Indicating that changes would be made to Tpims, Mr Fallon said the main problem with the previous control orders regime was that it ran into trouble with judges, rather than Lib Dem opposition to the measures.
He said: “The major problem with control orders has been the courts, actually, it hasn’t been the Liberal Democrats, it’s been the courts wanting to make sure people aren’t being detained unnecessarily if they are not actually being charged.
“But we are now looking at all these things. We have to stiffen up our defences now, we have to take this threat seriously.”
He said there were “people who we know want to do this country harm, we know want to carry out attacks on members of our armed forces or on shopping centres or whatever it is” and ” we need to do more to stop them”.
Labour former minister Hazel Blears, who sits on the Intelligence and Security Committee, called for the return of some of the powers available under control orders.
She told Murnaghan: ” Many of these extremists are based in London. So it was possible under control orders to relocate somebody to Ipswich or to Norwich.
“That meant both the police could keep a better eye on them but also they weren’t part of that organisation that was plotting against us. I think that was a really useful power.
“When the legislation went through Parliament I almost pleaded with the Home Secretary to keep that power. So if the Prime Minister’s going to bring that back, I think it’s a very good thing.”

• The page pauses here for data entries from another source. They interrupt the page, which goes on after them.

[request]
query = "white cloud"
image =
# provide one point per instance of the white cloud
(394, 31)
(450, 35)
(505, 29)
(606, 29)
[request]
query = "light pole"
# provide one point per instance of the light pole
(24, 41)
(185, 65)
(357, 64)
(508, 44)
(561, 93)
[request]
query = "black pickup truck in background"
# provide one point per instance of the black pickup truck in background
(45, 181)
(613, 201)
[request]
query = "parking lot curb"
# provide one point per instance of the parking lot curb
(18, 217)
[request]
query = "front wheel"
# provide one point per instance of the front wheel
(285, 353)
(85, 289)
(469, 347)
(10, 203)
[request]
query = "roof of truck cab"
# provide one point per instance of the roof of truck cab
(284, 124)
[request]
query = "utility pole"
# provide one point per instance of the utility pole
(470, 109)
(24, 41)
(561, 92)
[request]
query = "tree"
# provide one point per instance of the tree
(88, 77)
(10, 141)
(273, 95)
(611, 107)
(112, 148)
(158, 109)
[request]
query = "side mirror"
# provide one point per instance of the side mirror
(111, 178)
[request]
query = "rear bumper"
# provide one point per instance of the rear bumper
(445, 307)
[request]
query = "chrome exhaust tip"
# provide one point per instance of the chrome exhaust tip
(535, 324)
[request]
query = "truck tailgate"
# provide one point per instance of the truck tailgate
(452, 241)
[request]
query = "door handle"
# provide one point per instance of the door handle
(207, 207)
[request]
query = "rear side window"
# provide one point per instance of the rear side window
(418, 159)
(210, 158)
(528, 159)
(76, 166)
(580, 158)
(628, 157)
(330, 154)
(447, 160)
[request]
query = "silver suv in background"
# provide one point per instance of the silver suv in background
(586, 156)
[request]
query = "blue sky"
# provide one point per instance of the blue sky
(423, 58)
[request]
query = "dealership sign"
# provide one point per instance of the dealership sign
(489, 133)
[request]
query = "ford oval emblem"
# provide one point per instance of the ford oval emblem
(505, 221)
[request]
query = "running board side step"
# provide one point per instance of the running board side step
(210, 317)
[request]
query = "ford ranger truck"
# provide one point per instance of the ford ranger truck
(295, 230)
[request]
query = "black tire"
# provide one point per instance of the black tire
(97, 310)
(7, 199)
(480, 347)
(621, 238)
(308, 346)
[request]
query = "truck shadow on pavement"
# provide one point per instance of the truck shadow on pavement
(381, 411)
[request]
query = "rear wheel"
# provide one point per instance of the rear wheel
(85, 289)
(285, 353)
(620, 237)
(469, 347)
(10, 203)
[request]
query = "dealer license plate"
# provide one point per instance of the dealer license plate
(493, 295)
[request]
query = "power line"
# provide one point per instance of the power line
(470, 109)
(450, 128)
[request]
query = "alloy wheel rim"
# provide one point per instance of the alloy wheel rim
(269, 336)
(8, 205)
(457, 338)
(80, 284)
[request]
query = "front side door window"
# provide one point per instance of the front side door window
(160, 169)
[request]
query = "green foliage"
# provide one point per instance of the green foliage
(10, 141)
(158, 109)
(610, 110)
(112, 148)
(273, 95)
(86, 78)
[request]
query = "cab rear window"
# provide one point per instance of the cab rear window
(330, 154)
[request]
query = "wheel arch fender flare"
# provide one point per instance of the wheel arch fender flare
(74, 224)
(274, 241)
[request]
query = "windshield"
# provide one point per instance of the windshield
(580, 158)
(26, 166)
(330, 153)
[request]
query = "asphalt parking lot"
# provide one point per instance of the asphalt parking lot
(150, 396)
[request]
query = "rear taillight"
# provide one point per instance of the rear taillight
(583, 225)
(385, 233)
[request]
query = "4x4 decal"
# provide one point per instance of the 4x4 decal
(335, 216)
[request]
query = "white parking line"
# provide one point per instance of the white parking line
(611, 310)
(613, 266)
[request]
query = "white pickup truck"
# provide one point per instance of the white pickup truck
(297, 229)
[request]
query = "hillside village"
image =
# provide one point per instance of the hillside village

She added: ” If the Home Secretary and the Prime Minister have second thoughts, and Nick Clegg decides to get off this high horse that he is on and do something practical to protect the British people, then this is something that I think would help.”
Lord Ashdown, writing in The Observer, said politicians should not act as “cheerleaders” for the demands of the intelligence and security services. And he warned that the Prime Minister’s rhetoric risked alienating moderate Muslims.
He said the threat of terrorism had been faced before “effectively, without panic and without a whole new range of executive powers that could endanger our liberties”.
Any changes must be ” evidence based, careful of our liberties and sensitive to the need to keep moderate Islam on our side”, Lord Ashdown said.
The peer criticised the Prime Minister’s rhetoric about the struggle against Islamist extremism: “He recently told us that this fight was about defending ‘Western values’. I cannot think of any phrase, short of those used by George Bush during the Iraq war, which more damages our ability to win this battle.”